Très mobilisés depuis le début du mouvement, les Stéphanois, encadrés par de nombreuses forces de l’ordre, ont été stoppés à leur arrivée aux abords de la place Carnot. Pour éviter l’entrée du cortège dans le centre-ville et empêcher que les scènes d’émeutes de la semaine dernière ne se reproduisent, les forces de l’ordre ont fait usage de gaz lacrymogène.

Retrouvez notre dossier sur la mobilisation des «gilets jaunes»

Trente-neuf personnes toujours en garde à vue

Des tensions ont alors éclaté avec certains manifestants, de violents face-à-face les opposant à certains moments avec les policiers, jusqu’à ce que le cortège s’éparpille et que le calme revienne aux environs de 19h30.

Au total, une cinquantaine de personnes ont été interpellées en marge de la manifestation. Alors que samedi soir, le maire LR de Saint-Etienne s’est dit « heureux pour Saint-Etienne, ses habitants, ses commerçants, que l’on n’ait pas connu les violences urbaines des deux samedis précédents », le préfet de la Loire a dressé un bilan nettement différent.
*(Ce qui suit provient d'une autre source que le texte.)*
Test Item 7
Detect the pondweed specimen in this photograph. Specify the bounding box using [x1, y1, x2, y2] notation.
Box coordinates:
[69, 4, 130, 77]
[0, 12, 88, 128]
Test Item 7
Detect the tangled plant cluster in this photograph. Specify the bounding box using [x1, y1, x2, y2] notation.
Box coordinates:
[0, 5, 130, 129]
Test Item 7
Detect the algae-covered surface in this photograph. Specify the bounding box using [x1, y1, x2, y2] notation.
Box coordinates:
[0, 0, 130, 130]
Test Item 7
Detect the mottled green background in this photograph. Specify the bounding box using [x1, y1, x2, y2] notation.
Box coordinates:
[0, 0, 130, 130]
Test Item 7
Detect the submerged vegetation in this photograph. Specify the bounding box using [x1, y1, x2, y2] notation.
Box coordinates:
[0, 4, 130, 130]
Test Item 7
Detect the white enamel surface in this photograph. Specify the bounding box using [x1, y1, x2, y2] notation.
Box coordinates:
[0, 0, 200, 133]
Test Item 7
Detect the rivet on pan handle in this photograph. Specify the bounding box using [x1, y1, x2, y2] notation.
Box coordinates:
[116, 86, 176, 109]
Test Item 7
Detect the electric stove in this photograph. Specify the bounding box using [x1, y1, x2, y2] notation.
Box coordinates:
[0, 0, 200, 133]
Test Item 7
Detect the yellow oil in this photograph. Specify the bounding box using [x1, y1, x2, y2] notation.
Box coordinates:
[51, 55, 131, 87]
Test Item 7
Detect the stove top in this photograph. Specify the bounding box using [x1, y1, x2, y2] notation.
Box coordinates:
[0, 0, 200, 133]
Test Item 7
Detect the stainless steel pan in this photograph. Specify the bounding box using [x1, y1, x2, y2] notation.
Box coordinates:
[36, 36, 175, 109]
Le préfet a évoqué ce dimanche matin « une violence bien supérieure à la semaine dernière », rapporte Le Progrès. « Ils ne voulaient que casser des policiers », a-t-il ajouté, rappelant que parmi les forces de l’ordre, sept personnes ont été blessées. Trente-neuf personnes sont toujours placées en garde à vue, selon Evence Richard. La moitié des personnes interpellées étaient connues des services de police.